Paul J. Saunders propose donc l’acronyme de CRANK qu’il juge plus efficace que la rhétorique moralisatrice. À notre sens, ce choix et ce qu’il exprime ne sont pas réductibles à des jeux sémantiques ; ils imposent que l’on aille plus loin dans l’analyse. Au regard de l’état présent du monde, on ne peut que s’étonner du retour obsessionnel des observateurs sur le discours prononcé par George W. Bush, le 29 janvier 2002, discours dans lequel le président des États-Unis avait évoqué l’existence d’un « Axe du Mal ». Les réactions encore aujourd’hui à ce discours séminal sont particulièrement significatives des involutions au cœur des sociétés occidentales post-modernes. Dans un contexte de sécularisation avancée, les sciences sociales tiennent lieu de « sociurgie » (refroidie) et cherchent à absorber la philosophie politique. En effet, la prétention des sciences sociales à la neutralité axiologique et les développements d’une contre-culture hédoniste conjuguent leurs effets pour ériger le relativisme moral en mètre étalon des problèmes de notre temps ( « Tout est relatif sauf la proposition selon laquelle tout est relatif »). Conformément à la loi de Gresham, la mauvaise monnaie chasse la bonne : le langage thérapeutique dont usent les médias (malaise pour mal ; bien-être pour bien) s’est substitué au vocabulaire de la philosophie, éclipsant les mots qui permettent de penser et d’exprimer de claires références éthiques.

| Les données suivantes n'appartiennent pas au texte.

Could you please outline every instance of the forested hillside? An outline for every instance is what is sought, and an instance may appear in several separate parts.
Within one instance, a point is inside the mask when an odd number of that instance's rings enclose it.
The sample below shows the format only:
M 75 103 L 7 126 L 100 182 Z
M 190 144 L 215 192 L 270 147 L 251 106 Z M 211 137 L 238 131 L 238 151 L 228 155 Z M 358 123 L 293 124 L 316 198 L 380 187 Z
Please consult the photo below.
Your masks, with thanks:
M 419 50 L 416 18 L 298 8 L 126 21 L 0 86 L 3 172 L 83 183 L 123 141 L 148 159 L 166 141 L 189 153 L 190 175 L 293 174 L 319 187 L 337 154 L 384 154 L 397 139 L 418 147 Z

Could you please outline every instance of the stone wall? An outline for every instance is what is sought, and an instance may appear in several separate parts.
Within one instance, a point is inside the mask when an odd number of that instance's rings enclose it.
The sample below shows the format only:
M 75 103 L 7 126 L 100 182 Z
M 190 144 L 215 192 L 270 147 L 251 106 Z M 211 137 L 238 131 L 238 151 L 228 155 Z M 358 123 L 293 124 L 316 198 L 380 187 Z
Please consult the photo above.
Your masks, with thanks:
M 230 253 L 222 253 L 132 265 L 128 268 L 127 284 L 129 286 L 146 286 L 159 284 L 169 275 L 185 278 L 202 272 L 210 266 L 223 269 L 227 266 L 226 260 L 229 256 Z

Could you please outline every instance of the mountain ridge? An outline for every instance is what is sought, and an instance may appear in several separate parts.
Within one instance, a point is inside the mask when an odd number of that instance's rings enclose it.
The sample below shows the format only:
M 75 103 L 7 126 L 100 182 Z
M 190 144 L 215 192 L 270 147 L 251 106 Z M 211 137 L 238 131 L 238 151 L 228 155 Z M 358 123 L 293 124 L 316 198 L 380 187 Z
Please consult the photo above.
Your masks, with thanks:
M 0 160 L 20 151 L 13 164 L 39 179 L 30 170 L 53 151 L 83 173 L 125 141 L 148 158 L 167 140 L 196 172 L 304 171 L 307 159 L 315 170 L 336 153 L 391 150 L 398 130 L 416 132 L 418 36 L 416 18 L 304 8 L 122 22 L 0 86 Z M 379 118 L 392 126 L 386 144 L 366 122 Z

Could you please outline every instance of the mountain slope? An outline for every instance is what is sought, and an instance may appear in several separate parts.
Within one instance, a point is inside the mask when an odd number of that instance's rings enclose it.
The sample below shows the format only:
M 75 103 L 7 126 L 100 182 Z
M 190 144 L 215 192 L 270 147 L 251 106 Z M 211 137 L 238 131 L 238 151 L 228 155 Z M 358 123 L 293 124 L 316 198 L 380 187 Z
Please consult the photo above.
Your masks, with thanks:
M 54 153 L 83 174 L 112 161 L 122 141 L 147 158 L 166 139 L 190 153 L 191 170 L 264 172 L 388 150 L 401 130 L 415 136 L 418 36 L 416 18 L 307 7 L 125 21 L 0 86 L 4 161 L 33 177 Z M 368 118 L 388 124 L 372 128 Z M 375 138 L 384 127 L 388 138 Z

Il nous faut donc revenir aux êtres et aux choses, au fameux discours de George W. Bush, en l’occurrence3. Le 29 janvier 2002, le président américain s’était bien gardé de réduire le « bien » aux limites d’un État séculier, inévitablement amené à recourir à la force physique pour remplir sa fonction propre (la violence est le moyen spécifique du « Politique »), mais il avait désigné comme « Axe du Mal » un petit nombre de régimes liberticides et meurtriers. Il n’y avait là rien de scandaleux. De même qu’il est une théologie négative (Denys l’Aréopagite) et une épistémologie négative (Karl Popper), il existe en effet une morale négative, avec son pendant politique. Qu’on se reporte à Pascal : « Encore que l’on ne puisse assigner le juste, on voit bien ce qui ne l’est pas » (fragment 120). Certes, il n’existe pas ici-bas de société idéale, ou encore de régime politique idéal, mais tous les maux ne se valent pas et le caractère malfaisant des régimes solidarisés par les agissements russes et chinois s’impose à toute personne sensée. Cet aveuglement devant la nature des régimes politiques et les effets qu’ils produisent, au nom des « intérêts » bien compris des « partenaires » engagés dans un commun « dialogue », renvoie l’observateur des réalités internationales au nihilisme annoncé par Nietzsche (la « mort de Dieu » comme négation des principes fondamentaux et la proclamation du « rien »). Sous l’influence de la pensée de Leo Strauss et d’Eric Voegelin, toute une école de pensée conservatrice a ensuite insisté sur les développements du scientisme et du positivisme, et de certaines formes de modernité, comme sources du nihilisme qui frappe le monde occidental4.
En guise de conclusion

Les données de cette « disputatio » philosophique dépassent les limites de la présente analyse mais l’on ne peut qu’opérer le constat suivant : le relativisme proclamé des valeurs (masque de l’inversion des valeurs ?) aboutit au désarroi intellectuel et à la négation des menaces. Dans l’appréhension des menaces véhiculées par la Russie, la Chine, l’Iran et la Corée du Nord, la prétention maintes fois réaffirmée de faire abstraction de la nature du régime est un handicap politique majeur, à l’origine de distorsions dans les perceptions et d’erreurs d’appréciation.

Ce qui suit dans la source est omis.